Among the things these openminded Yankees are tasting is Neuburger, a white Austrian varietal with a nutty flavor, and Zweigelt, a dry, low-alcohol red that's almost as vegetal as it is fruity. They also sample Rotgipler, another white grown in same region as Zierfandler but imbued with more richness and spice than its neighbor. "Women love this wine," Mr. Aldo whispered, as if passing along the recipe for Love Potion No. 9. (Is it possible that "Rotgipler" sounds romantic if said with the right accent?)
If the Rotgipler doesn't work on the ladies, Mr. Sohm could try to impress them with a tour of his trophy case. The Austrian-born 35-year-old is something of a competition addict. Before moving to New York in July 2004 to work at Mr. Gutenbrunner's restaurants, he was named top sommelier in Austria four years running. Once stationed in America, he felt the need to prove himself once again, entering a taxing two-day competition in New York City organized by the American Sommelier Association. The trials included a written exam, a blind tasting, food and wine pairings, and even a cigar recommendation. He prevailed and was named "Best Sommelier in America" in January.

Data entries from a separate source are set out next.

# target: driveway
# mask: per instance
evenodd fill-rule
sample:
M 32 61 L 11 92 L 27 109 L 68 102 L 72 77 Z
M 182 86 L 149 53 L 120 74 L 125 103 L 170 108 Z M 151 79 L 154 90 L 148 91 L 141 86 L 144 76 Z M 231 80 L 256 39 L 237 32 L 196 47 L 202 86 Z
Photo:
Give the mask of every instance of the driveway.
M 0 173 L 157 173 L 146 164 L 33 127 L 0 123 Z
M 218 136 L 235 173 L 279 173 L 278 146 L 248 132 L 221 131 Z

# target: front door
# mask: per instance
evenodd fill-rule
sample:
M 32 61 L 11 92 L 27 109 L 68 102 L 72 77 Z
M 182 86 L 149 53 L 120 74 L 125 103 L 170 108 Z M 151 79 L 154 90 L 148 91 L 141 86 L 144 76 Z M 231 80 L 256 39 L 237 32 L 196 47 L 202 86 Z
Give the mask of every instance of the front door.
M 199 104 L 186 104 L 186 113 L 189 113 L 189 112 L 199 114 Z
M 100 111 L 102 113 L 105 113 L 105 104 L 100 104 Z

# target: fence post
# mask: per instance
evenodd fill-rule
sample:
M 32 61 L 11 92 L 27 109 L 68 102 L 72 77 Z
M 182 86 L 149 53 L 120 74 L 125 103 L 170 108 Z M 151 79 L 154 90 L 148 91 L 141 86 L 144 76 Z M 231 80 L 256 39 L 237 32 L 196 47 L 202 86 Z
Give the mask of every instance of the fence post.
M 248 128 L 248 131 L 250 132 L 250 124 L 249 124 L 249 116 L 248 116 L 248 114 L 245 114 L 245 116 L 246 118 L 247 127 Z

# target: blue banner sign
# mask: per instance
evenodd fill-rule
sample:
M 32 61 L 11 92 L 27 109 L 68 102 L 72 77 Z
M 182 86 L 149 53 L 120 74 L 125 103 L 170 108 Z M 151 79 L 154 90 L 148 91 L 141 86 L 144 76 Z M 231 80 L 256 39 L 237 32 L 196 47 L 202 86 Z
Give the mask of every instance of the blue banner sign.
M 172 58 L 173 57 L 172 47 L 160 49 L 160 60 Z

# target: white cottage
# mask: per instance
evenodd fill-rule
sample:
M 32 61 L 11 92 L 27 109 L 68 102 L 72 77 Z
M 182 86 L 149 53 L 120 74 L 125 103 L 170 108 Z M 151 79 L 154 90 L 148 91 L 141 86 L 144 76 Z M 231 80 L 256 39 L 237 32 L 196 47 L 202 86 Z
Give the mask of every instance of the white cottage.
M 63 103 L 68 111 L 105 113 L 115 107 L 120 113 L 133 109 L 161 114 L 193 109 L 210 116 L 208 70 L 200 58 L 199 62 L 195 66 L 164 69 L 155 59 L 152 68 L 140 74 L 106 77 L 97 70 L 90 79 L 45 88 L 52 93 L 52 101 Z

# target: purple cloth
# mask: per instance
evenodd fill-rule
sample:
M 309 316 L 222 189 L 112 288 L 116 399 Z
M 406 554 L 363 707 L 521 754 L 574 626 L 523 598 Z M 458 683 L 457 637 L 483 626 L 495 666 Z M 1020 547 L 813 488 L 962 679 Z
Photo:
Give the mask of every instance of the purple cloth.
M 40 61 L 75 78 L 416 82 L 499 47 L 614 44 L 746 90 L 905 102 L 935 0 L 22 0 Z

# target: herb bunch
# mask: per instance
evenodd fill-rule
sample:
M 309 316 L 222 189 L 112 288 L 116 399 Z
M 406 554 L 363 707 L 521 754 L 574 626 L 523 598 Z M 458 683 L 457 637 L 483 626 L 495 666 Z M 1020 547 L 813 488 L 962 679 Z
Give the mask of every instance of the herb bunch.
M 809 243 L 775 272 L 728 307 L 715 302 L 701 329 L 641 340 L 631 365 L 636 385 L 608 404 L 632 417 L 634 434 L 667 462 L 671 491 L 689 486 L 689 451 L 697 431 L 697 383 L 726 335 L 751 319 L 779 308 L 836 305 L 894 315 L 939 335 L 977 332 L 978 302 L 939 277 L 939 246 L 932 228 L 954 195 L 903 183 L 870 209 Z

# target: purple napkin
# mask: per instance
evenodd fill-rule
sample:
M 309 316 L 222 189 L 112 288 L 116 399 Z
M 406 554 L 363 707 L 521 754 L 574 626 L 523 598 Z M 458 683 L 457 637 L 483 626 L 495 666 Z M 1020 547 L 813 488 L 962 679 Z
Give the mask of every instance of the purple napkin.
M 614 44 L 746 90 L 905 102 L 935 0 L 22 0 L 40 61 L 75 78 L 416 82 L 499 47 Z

Now he is training to compete in the annual face-off of the International Association of Sommeliers, to be held next month on the island of Rhodes. It will be tough: One of the exams on the rigorous agenda is described only as "surprise."
After Rhodes, Mr. Sohm promised, he will retire from competitive wine-slinging. "It's going to be my last competition," he said. Well, break out the Zierfandler!